Okinawan dance can be an emotional experience that enables dancer, musician, and audience to share in the unique story of the ryuka. It can be as mesmerizing as feeling the seabreeze blowing against your face as the tears well up from heartaching loneliness for a loved one’s departure in “Hanafu”. Okinawan dance or “ryubu”(short for Ryukyu buyo), as its called now, has developed from the Ukwanshin udui (classical court dances), kumi udui(classical musical dance drama), fwa udui(folk dances), to the sousaku(new choreographed dances), shibai(plays), and kageki(musical folk play). No matter how diverse the performing arts were, the dances in them held no ryuha, or “style”, and students were encouraged to learn beyond the walls of their sensei’s studio. Appreciation and recognition of the differences was as natural as breathing. However, today, the world of Okinawan dance has taken on a very different road that is leading it farther and farther away from the source and tradition. This path that is basically ruining “ryubu” is the iemoto system.
In 1983, when I first visited Okinawa and went for training and testing there, there were only a few iemoto. Literally translating to “founder of the house”, this title has been used and passed down through a familial lineage in mainland Japan for centuries, especially in schools of art and culture. It is similar to the pyramid system in the west, but a bit more structured and with a very disciplined framework of etiquette and rules. The title is usually passed down to an heir that is in the bloodline. In Okinawa however, it was first started by Yuko Majikina upon returning to Okinawa after the war, to sort of copyright his style and choreography. After this, others were encouraged by Japanese officials to take on this title, but the structure and discipline never resembled the Japanese iemoto system. All it was, was a title. However, due to this, many different “styles” of ryuha emerged, such as Majikina Honryu, Tamagusuku Ryu, Miyagi Ryu, Tokashiki Ryu, and others. Prior to this, the dance movements were attributed to “so and so’s ” kenkyu jo, or place of study. Nowadays, it is a collaberation of style and “dojo”, leaving out the “kenkyu” or study. The iemoto system has, within the last 10-15 years reached an “epidemic”. Everyone wants to have this title, and when they feel like it, tacks it on to their name, as leader of their school. Prices have risen in tuition, styles are getting less recognizable, and teaching certificates are sporting a price tag of $5000 for the first level teaching certificate. In the Tamagusuku Ryu itself, there are more than 10 self proclaimed iemoto, which is absurd to the Japanese performing artists. It seems that pride, prestige, popularity, and money had driven many to take on the popular title. The dance art has be come an “all about me” world. Okinawa’s iemoto enjoy large dance studios, and roam the streets in designer wear and bags, as many students barely can afford to learn the art.

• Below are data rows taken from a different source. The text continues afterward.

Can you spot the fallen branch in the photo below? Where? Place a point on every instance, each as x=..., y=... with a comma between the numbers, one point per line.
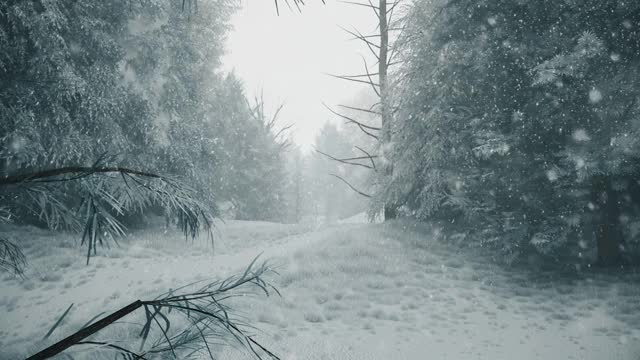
x=208, y=317
x=351, y=186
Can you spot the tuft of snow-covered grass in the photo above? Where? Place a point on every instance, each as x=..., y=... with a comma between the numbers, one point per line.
x=350, y=291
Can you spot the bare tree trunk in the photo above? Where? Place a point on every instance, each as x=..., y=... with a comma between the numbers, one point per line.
x=383, y=64
x=608, y=233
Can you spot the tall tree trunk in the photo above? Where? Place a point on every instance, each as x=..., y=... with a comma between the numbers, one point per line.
x=608, y=233
x=389, y=209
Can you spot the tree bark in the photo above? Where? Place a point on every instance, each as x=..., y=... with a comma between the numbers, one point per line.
x=390, y=211
x=608, y=233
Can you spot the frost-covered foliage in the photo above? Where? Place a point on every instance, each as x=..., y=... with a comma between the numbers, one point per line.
x=519, y=123
x=139, y=80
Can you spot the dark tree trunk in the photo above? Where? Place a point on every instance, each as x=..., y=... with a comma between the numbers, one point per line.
x=608, y=233
x=390, y=212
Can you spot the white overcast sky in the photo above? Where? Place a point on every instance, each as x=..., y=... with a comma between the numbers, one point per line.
x=288, y=56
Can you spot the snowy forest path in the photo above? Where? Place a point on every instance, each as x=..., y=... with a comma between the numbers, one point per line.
x=349, y=291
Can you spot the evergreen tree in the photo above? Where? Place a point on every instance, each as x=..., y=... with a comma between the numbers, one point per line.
x=518, y=119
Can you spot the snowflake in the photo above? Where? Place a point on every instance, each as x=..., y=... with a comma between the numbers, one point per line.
x=595, y=96
x=580, y=135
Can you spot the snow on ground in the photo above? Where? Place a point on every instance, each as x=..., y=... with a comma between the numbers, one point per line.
x=350, y=291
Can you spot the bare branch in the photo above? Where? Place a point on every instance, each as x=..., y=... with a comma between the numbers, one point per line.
x=351, y=78
x=349, y=119
x=351, y=186
x=371, y=157
x=358, y=4
x=359, y=36
x=361, y=109
x=344, y=161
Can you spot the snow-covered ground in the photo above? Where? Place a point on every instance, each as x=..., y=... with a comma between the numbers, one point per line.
x=349, y=291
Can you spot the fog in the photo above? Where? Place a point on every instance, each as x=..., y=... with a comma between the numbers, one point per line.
x=224, y=179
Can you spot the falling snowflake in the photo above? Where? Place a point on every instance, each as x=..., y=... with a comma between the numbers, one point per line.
x=580, y=135
x=595, y=96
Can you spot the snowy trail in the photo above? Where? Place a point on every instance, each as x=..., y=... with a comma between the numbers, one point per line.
x=109, y=283
x=358, y=291
x=378, y=293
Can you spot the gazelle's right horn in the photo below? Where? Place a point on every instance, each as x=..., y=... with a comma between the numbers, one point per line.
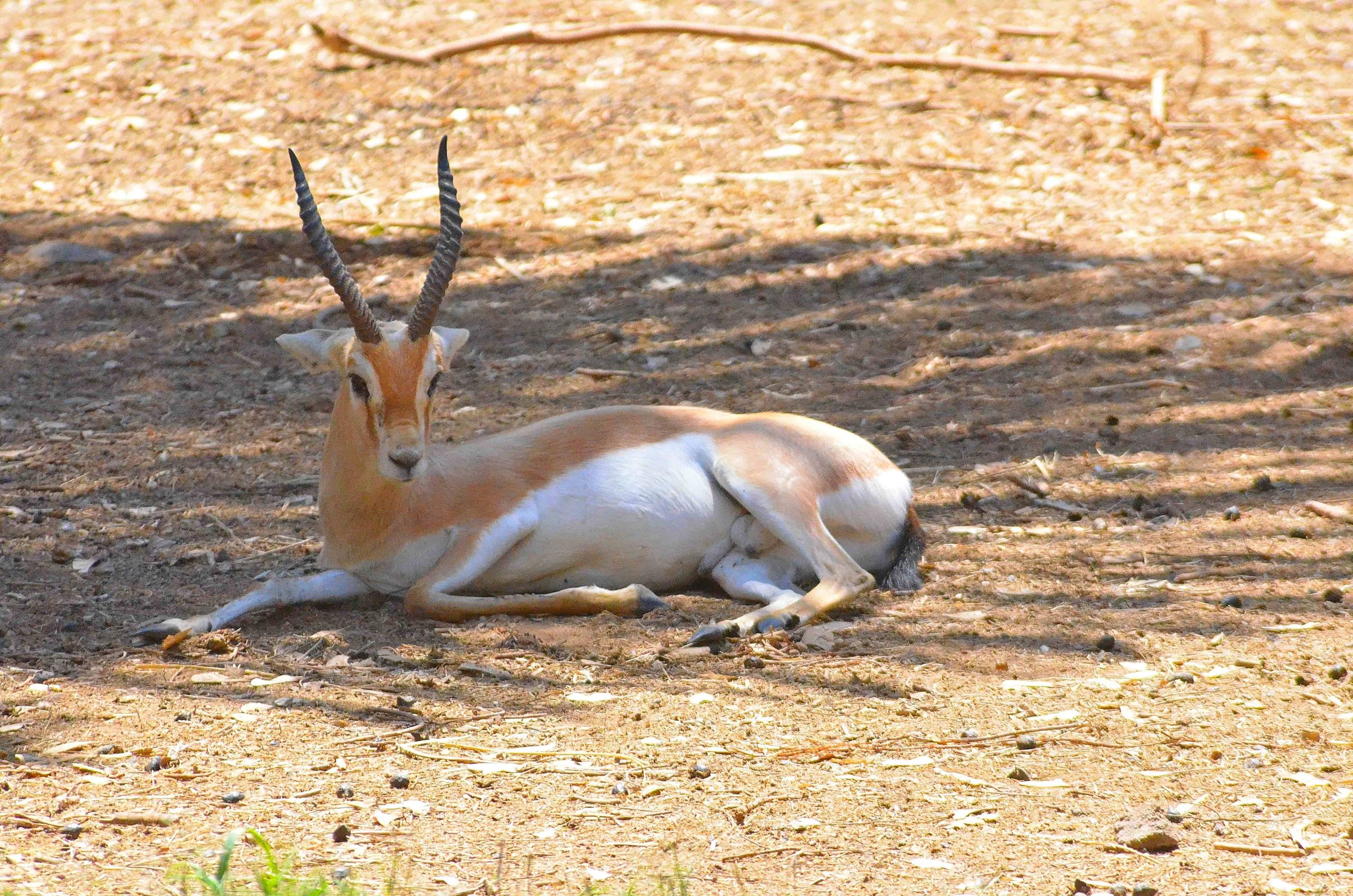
x=363, y=321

In the days when the current iemoto were learning dance, the sensei seldom took money for teaching, and teaching certificates. The teachers of old lived on the donations of food and money from fans, supporters, and students. Their places of teaching were in small cramped houses, outdoors, or wherever was available. Recognition of one’s talents and level of dance was by what the teacher saw, and came when the sensei felt it was right. It was a priviledge to be given a certificate of teaching, which basically graduated you from the school to go off and start on your own. It was similar to a family, and having a child go out into the world to start a life. In teaching, a sensei would often send students to different teachers to learn a certain dance or style of that particular school. Students were taken care of by the sensei like their own children. There wasn’t a wall between schools. Today, it is virtually impossible to learn from another school. During the training period of testing for “konkuru” ( testing/contest sponsored by the newspaper companies, and which also have added to the problems in the performing arts), tuitions are almost doubled, and money collected for almost everything from snacks for the sensei, gratuity for make-up, and rental of costumes. After the test is done, if a student passes, or doesn’t pass, an envelope of monetary gratitude is expected to be given to the head of the school. This kind of “protocol” would have been unheard of by the late sensei who were responsible for returning the pride and traditions of dance to the people after the war. The current system does not reflect the values and emotes an identity that is anything but Okinawan. Many great dancers have left because they have been suffocated by restrictions as to not excel or shine out more than the iemoto themselves. The family feeling within the schools have gone as the iemoto try to imitate the Japanese system without actually understanding it, and realizing that the Okinawan performing arts has a style and protocol unique to Okinawa, just as the people and culture are different. The future generations of leaders in Okinawan dance art need to rethink this iemoto system, and hopefully realize that this system was never part of the art, and should be eliminated to allow growth again.